Отцы - Бредель Вилли. Страница 24
— Чего мы забыли в Африке, на кой черт нам соваться туда? Почему истребляют несчастных негров? Потому что железные и стальные короли гонятся за большими барышами. Говорят: Германия разрослась. Ну, а нам, рабочим, спрашиваю я, какая от этого польза? Говорят: Германия стала богаче — ну, а нам, рабочим, какая от этого прибыль? Повысили нам заработную плату? А здесь, в Гамбурге, предоставили нам, наконец, наши права? Получили мы всеобщее, прямое, равное и тайное избирательное право? Или восьмичасовой рабочий день? Кого обогащают африканские недра? Нас, что ли?

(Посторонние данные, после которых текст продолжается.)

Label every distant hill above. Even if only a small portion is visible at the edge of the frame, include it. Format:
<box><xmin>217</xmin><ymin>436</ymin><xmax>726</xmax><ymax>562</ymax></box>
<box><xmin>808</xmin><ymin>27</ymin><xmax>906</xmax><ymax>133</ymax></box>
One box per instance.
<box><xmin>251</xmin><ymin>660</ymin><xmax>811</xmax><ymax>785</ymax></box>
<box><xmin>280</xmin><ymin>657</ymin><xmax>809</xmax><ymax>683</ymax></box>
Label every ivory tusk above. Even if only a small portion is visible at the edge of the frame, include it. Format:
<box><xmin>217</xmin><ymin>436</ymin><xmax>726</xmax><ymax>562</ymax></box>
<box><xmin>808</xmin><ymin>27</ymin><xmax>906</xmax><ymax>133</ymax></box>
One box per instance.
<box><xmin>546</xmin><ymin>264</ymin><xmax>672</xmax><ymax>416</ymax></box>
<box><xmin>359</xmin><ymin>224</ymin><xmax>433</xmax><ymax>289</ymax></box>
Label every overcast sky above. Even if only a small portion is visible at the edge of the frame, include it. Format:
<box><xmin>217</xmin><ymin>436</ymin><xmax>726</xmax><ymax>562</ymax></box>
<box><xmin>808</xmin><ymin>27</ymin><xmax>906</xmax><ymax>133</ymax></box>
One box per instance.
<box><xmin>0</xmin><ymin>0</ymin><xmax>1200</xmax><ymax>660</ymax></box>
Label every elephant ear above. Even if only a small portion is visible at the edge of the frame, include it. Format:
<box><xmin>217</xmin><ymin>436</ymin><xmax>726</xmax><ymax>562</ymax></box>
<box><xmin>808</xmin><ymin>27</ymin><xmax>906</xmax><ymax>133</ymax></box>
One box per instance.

Нет, ненасытных промышленных баронов! Кто получает африканские алмазы? Мы, что ли? Нет, не мы, а банковские и биржевые акулы. Разве не так?
Председатель ферейна Пауль Папке протиснулся сквозь внимательно слушающую толпу, сгрудившуюся у стойки.
— Вот почему, Генрих Куглер, мы, социал-демократы, за несчастных негров, которых угнетает германский милитаризм. И мы говорим: долой этот режим! Ни одного гроша и ни одного человека на подавление африканского восстания!
— Господи боже мой! — с ужасом воскликнул Пауль Папке. — Ты что, окончательно рехнулся?
— Тебя только не хватало! — взревел Брентен. — Я тут улаживаю важный спор, да будет тебе известно.
— Да что же это такое?! — негодовал первый председатель. — Где мы, на политическом митинге или на балу? Политике тут делать нечего. Здесь царствует радость и веселье, мир и согласие. Понял?
— Экой ты умник! — хладнокровно ответил Брентен. — Для того я и говорю, чтобы восстановить мир и согласие. Разве не так?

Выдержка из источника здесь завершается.